Voigtlander Super Wide-Heliar 15mm f/4.5 Aspherical (VM)

35mm Prime f/4.5 In production ultra-wide · architecture · compact · rangefinder · landscape · budget

Step inside a narrow stairwell, a cramped chapel, the front seat of a car, and try to make a picture with anything wider than a 21mm. You can't. This is the lens that owns those rooms. Fifteen millimeters on full-frame is roughly a 110-degree field of view on the diagonal, wide enough to turn a closet into something that reads as a hall. Cosina built it small and cheap enough that people who would never spend Leica money could suddenly shoot true ultra-wide. That is mostly why it exists.

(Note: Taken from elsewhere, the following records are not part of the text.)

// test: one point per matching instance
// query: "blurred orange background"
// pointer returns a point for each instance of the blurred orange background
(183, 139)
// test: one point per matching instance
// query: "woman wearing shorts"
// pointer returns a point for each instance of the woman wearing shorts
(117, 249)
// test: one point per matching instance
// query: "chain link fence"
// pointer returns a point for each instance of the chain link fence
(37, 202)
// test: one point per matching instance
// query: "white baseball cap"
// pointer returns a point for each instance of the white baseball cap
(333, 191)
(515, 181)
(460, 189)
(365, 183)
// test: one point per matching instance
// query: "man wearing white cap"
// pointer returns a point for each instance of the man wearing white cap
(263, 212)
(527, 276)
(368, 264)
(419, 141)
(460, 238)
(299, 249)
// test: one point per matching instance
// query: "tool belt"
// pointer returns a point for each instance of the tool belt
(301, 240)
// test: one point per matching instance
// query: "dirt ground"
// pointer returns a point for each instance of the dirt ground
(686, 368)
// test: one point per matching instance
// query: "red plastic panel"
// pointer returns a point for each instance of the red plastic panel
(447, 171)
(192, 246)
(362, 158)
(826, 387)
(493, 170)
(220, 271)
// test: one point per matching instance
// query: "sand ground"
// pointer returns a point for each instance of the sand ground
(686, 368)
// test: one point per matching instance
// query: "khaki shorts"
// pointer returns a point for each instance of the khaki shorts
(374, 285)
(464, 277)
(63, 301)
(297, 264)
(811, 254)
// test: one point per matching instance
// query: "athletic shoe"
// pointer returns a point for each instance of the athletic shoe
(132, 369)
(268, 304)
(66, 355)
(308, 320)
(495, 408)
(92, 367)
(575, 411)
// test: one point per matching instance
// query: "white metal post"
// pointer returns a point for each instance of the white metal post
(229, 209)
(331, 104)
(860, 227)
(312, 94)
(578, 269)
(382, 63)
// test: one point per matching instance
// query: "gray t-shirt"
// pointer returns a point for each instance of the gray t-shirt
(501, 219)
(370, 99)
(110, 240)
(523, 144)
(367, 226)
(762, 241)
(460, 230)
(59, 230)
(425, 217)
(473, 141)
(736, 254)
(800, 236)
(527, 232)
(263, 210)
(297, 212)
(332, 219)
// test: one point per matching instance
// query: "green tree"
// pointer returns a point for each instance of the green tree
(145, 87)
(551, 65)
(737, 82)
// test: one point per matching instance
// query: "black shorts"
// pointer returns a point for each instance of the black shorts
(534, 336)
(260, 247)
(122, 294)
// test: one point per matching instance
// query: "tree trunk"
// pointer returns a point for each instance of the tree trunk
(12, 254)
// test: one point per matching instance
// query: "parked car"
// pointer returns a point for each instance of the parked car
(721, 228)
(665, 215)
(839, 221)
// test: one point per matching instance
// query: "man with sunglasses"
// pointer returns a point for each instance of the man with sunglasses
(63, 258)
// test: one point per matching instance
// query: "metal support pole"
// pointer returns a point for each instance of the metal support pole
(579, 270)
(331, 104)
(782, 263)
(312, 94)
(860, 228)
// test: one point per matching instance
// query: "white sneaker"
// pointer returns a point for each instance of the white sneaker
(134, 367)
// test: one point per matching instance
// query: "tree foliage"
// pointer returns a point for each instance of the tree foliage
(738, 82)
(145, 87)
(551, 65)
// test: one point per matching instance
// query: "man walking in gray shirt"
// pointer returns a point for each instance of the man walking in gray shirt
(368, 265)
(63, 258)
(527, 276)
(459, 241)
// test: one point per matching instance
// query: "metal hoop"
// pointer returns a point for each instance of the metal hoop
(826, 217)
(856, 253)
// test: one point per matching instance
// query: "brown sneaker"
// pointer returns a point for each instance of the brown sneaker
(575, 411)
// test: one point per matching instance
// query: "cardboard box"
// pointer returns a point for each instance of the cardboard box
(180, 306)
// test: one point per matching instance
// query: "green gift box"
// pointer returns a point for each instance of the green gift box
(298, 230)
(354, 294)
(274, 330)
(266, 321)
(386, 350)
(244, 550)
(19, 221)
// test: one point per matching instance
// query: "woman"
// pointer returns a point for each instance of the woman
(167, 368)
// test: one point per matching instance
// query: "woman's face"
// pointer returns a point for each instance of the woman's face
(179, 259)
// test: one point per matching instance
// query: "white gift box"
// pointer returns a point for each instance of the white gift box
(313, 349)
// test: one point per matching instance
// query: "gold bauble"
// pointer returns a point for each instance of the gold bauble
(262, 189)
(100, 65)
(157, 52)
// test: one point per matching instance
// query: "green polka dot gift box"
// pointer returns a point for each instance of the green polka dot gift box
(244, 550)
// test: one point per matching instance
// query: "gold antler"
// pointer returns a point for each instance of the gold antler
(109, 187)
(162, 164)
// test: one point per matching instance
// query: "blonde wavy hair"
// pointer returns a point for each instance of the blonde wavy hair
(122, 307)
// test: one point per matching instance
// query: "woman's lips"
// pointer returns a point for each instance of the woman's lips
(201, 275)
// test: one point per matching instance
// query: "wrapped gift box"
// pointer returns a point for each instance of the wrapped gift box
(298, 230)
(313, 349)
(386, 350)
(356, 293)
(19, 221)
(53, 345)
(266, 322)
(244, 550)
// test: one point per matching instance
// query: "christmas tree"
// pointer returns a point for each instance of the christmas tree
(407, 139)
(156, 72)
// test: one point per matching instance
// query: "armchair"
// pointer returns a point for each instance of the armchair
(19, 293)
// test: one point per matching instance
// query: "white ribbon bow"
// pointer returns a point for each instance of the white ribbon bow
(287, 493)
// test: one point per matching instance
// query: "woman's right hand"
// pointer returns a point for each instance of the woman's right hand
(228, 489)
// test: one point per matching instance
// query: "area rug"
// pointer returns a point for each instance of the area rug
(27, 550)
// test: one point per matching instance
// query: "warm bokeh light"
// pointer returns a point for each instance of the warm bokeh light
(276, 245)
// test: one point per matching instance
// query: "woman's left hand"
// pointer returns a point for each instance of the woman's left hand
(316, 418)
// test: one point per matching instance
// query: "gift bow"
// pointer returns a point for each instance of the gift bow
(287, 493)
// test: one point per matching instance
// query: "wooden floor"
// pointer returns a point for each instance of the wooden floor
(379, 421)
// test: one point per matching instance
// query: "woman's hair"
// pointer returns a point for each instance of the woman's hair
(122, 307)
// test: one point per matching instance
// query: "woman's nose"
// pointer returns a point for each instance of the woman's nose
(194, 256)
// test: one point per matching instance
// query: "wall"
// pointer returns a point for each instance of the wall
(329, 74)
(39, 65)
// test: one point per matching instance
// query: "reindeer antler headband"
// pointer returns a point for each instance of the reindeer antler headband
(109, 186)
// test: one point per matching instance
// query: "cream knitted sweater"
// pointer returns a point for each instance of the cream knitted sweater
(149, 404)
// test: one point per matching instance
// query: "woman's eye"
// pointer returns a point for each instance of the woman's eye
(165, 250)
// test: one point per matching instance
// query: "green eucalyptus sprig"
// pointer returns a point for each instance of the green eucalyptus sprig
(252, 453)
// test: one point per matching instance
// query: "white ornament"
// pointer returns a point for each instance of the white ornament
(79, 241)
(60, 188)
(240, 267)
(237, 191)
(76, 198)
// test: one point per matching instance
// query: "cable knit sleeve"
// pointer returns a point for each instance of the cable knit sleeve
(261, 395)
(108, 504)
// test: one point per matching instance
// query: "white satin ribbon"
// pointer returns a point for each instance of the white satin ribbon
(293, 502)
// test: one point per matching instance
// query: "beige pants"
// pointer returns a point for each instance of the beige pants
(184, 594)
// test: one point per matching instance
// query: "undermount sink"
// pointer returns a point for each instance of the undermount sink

This is the later VM version with the 52mm front filter thread, a different beast from the original screwmount Heliar that took no filters at all and leaned hard on a bolt-on finder. Optically it is a wide-angle that holds its discipline. Sharpness wide open at f/4.5 is honest in the center and softens toward the edges. Stop down to f/8 or f/11 and the corners come back into agreement with the middle. The aspherical element is doing the heavy lifting on the aberrations, which is what separates it from the cheap fisheye-adjacent wides of the past. Distortion is low for the focal length, so straight lines near the frame edge stay close to true, and that matters when you are shooting building facades and don't want a barrel bulge wrecking your verticals.

Its honest weakness is flare. Put the sun in the frame, which at this angle you constantly will, and you get veiling and the occasional green blob. Some shooters chase that look on purpose. Most stop down and reframe. Corner falloff wide open is real too, though it cleans up by f/8 like everything else here.

It is a landscape and architecture lens first, a documentary and environmental lens second. Street shooters who like to get close and bury everything in context use it hard. Depth of field at 15mm runs so deep that many people zone-focus it and never touch the rangefinder, setting f/8 at three meters and holding everything from a meter to infinity in focus. That is the secret to its speed in tight quarters. You set the distance once and stop worrying about it.

A 110-degree angle drags in huge swings of brightness, bright sky over shadowed interior in a single frame. A center-weighted reading will blow the sky or block the floor. Spot-meter the zone you actually care about with Zone Light Meter and place it where you want it to fall, then let the rest of the frame land wherever it lands. The 52mm thread takes a screw-in ND grad cleanly, which is the way to hold detail from sky to floor when the dynamic range gets ugly.

Today it sits as the cheap ticket into genuine ultra-wide on M mount, cross-shopped against Leica's own Tri-Elmar-M 16-18-21mm and the much pricier 18mm Super-Elmar. People still buy the Voigtlander because nothing else gets this wide for this little, and on a body with no live finder you take the bolt-on viewfinder and a bit of framing guesswork.

How the app handles this lens

  • Metering: Max aperture f/4.5. Meter wide open in dim light, then the app holds the reading while you stop down to your taking aperture.
  • Shutter: The shutter is in the body (focal plane), so flash sync tops out at the camera's X-sync speed. The app's exposure pairs respect whatever speed you set.
  • Filters: Takes 52mm filters. Dial an ND or polariser factor into the app and the metered exposure shifts to match.